日本語版『アンチャーテッド 黄金刀と消えた船団』をいち早く体験することができた記者の感想としては、この作品で素晴らしい点は2つだけ。細部まで作りこまれたリアルな世界と、ゲームの枠から逸脱した映画的な演出だけである。しかしどちらの長所もすでにPS3やXbox360の作品で出ている他社ゲームソフトにあるものだし、このゲームだけズバ抜けて素晴らしいわけではない。

『アンチャーテッド 黄金刀と消えた船団』の失敗は、世界描写と映画的演出にのみ力を注いだ結果である。
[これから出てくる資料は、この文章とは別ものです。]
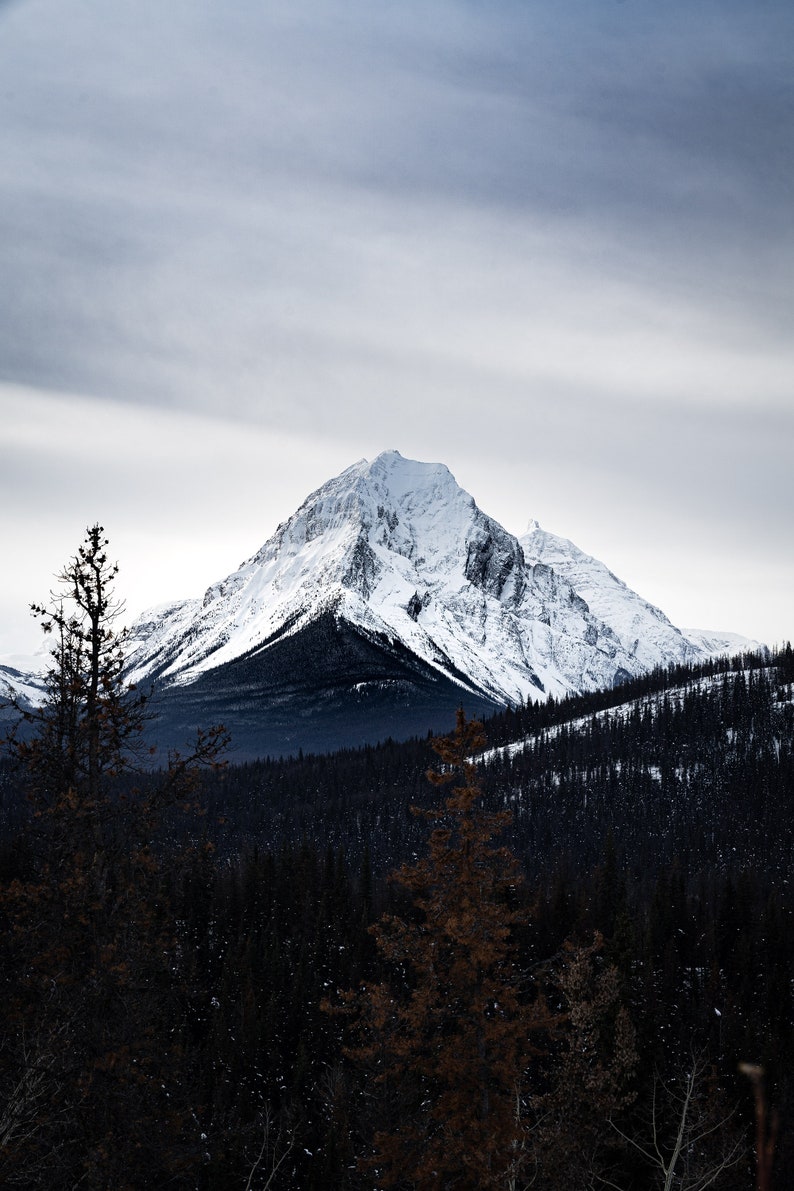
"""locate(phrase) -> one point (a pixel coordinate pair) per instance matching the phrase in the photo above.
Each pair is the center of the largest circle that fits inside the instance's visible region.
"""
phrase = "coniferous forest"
(563, 960)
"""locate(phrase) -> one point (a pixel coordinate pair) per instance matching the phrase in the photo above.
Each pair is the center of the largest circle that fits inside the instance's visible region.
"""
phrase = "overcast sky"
(546, 242)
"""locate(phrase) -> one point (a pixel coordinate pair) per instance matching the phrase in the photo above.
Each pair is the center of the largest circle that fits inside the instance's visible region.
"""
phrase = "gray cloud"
(555, 244)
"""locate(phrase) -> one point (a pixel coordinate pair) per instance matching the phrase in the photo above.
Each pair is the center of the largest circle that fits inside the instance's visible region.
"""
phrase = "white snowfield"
(398, 549)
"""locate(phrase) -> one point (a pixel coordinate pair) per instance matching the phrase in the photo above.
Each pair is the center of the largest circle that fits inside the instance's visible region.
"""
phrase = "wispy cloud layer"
(550, 245)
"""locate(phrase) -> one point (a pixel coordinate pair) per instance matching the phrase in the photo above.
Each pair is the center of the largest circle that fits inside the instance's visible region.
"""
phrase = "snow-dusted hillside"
(397, 549)
(380, 605)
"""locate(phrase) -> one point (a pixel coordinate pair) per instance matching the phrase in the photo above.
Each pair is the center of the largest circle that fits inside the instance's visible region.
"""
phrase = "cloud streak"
(552, 248)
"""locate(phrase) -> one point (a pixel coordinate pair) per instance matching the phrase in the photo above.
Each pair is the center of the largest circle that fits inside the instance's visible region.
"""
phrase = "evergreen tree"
(88, 946)
(450, 1033)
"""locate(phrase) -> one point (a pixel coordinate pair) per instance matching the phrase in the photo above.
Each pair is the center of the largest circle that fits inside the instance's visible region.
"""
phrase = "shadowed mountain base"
(324, 687)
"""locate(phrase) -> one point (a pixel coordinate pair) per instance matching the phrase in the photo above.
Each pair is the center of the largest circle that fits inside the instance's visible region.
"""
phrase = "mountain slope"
(643, 630)
(387, 599)
(400, 552)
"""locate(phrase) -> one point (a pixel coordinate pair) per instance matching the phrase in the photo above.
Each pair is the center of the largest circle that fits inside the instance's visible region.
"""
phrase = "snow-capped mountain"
(399, 552)
(644, 631)
(385, 602)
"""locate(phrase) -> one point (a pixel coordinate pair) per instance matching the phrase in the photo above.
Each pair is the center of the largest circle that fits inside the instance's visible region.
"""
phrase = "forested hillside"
(589, 930)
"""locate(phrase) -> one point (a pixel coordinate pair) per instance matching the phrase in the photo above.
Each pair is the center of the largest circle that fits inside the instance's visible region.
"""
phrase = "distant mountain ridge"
(381, 604)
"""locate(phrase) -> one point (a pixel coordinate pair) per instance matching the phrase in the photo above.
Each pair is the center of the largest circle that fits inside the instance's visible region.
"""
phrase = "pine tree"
(449, 1035)
(87, 940)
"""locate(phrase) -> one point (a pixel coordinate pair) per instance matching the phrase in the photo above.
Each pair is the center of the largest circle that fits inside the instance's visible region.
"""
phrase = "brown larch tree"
(449, 1035)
それらも重要なポイントではあるがキャラクターに関するすべての部分で作りこみが甘く、そして不自然だ。

たとえば銃撃戦のシーンは敵に照準を合わせて弾丸を放ち、敵が絶命するまで撃ち込まなくてはならないのだが、照準カーソルの移動があまりにも機械的で、人が手に持った銃で照準を合わせているように思えないのである。ゲームの大半が戦闘のこのゲームにおいて、これは致命的な短所だ。

次にキャラクターの動作だ。ヌルヌルした動きで移動するために人間が移動している感じがせず、リアル感がないのである。PSoneやPS2のゲームならまだいいとしても、PS3のパワーをフルに使った世界観にこのキャラクター動作はナンセンスだ。こればかりは実際にやってもらわないと説明のしようがないが、例えるならば地面から1センチほど空中に浮きながら走っているような感覚である(実際にはありえないが想像してみてほしい)。
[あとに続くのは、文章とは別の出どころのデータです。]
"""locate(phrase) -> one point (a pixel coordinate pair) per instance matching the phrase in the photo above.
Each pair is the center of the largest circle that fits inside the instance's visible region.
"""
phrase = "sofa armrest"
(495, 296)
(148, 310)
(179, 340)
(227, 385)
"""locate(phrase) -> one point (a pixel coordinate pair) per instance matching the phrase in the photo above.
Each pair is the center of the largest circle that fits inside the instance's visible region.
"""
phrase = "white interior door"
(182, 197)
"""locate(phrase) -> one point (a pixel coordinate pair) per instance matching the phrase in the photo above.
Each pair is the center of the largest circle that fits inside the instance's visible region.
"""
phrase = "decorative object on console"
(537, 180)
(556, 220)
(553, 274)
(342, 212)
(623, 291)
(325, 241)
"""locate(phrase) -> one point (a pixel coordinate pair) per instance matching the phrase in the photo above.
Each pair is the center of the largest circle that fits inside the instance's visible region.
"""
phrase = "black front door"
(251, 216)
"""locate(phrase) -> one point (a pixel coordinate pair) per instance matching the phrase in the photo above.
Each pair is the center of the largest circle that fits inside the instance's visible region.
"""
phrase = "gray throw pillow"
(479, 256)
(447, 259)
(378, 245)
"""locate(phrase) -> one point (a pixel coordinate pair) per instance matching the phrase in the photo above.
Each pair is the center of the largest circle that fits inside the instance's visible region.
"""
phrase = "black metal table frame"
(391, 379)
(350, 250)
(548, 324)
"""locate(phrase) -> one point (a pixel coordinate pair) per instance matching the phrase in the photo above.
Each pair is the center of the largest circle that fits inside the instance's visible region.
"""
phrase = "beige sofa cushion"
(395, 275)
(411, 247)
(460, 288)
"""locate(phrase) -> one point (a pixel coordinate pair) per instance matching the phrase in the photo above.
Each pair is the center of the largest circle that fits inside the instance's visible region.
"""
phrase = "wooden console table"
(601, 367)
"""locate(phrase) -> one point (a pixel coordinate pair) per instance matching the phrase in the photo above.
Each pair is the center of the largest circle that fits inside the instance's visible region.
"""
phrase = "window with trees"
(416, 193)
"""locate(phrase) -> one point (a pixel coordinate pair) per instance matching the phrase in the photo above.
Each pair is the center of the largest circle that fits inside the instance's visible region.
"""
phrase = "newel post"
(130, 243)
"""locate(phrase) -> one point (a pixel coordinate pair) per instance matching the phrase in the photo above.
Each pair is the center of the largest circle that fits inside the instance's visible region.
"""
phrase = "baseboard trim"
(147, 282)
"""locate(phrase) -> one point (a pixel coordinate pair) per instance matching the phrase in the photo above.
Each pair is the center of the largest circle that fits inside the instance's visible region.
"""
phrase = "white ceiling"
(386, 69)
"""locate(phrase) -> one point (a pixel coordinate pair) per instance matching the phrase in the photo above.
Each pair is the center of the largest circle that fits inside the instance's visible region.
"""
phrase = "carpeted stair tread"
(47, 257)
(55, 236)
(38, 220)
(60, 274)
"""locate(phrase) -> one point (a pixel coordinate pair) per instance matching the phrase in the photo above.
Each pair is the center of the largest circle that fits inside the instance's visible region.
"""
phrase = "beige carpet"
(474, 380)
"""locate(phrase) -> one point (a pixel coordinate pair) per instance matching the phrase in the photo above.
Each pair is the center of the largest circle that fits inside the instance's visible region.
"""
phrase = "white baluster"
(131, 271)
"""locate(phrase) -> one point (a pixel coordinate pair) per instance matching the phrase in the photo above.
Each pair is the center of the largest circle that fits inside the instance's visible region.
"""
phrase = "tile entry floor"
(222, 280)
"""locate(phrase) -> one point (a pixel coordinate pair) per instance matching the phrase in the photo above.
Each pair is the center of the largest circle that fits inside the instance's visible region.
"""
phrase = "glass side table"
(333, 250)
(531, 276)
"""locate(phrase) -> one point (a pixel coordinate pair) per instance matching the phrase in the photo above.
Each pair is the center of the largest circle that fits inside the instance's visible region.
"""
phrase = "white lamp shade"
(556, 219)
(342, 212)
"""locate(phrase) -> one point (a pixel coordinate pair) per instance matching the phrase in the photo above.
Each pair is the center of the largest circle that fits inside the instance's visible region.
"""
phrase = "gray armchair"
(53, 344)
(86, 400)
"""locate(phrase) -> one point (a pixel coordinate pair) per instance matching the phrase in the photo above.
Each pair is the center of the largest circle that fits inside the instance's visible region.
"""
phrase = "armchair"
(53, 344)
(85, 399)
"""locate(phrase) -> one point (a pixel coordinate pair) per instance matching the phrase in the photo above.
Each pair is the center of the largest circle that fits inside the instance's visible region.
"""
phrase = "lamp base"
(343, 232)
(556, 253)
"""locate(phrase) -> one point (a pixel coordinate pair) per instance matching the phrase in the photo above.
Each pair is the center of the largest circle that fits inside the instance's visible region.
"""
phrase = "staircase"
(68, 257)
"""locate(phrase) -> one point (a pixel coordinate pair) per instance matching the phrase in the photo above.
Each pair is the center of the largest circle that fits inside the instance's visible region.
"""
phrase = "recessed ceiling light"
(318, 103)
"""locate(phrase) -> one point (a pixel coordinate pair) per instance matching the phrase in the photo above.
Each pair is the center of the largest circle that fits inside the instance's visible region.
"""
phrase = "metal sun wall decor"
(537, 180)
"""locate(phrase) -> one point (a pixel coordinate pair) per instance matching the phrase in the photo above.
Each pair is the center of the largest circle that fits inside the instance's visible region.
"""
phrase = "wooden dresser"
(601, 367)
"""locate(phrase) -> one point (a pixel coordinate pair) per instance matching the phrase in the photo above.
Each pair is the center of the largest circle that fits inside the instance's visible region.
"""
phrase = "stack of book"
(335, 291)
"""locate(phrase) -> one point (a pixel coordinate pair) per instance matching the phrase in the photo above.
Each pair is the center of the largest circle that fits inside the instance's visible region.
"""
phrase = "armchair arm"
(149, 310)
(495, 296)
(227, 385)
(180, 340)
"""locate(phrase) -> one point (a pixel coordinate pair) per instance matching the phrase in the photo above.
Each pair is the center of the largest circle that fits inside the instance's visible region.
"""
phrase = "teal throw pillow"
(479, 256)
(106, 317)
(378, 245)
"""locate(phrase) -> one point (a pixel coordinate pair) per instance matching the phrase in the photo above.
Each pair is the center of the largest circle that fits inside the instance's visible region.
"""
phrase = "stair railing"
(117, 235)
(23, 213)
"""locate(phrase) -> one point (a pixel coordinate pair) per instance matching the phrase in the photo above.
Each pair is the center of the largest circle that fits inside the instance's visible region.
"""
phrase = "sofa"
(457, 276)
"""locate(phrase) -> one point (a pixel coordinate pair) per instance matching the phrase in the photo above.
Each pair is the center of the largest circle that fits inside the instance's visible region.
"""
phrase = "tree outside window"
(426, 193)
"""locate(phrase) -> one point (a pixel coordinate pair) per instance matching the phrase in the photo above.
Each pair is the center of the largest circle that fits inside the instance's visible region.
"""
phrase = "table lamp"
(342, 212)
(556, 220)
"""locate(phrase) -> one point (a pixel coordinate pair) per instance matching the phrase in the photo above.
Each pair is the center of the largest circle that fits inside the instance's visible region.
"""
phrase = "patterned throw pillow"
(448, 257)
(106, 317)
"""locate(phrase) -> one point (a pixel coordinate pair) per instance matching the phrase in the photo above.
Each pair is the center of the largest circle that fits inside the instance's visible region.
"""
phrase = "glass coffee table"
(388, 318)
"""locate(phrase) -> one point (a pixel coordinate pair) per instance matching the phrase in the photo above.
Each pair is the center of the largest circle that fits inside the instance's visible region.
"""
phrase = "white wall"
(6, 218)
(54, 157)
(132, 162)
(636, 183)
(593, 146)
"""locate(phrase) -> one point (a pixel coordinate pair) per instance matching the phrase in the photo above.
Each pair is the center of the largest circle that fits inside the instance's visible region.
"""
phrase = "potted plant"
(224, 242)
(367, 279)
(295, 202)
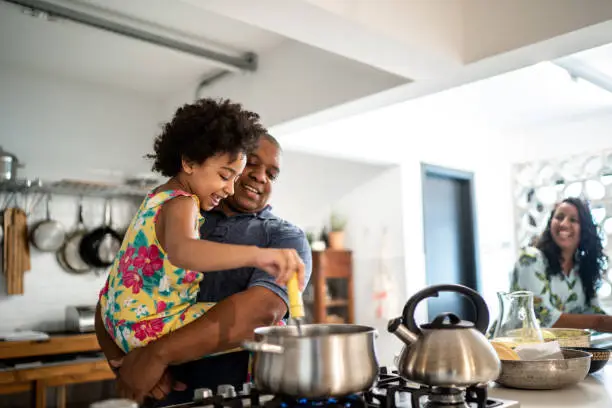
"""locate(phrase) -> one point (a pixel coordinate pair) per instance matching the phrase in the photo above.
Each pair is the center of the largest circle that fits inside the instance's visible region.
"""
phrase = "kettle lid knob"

『メタルギアソリッド4』や『ギアーズオブウォー2』を一度でもプレイしたことがあるのならば、『アンチャーテッド 黄金刀と消えた船団』はそれらのゲームソフトのクオリティを超えていないゲームであり、期待している分ガッカリすることになる。『アンチャーテッド 黄金刀と消えた船団』を絶賛している海外のゲーム雑誌やインターネットメディアは大切な部分が見えていない。良くも悪くもハリウッド的な描写のゲームは大絶賛されるのだろうか?

週刊ファミ通がこのゲームに何点をつけるかわからないが、もし8点や9点、10点があった場合は今後のクロスレビューの見る目を変えなくてはならない。もし私がレビュアーだったら、『アンチャーテッド 黄金刀と消えた船団』に6点をつけたいと思う。最後にもう一度言おう。海外メディアがどんなに絶賛しても絶対に期待しすぎるな。期待するほど地雷の威力は高いものとなる。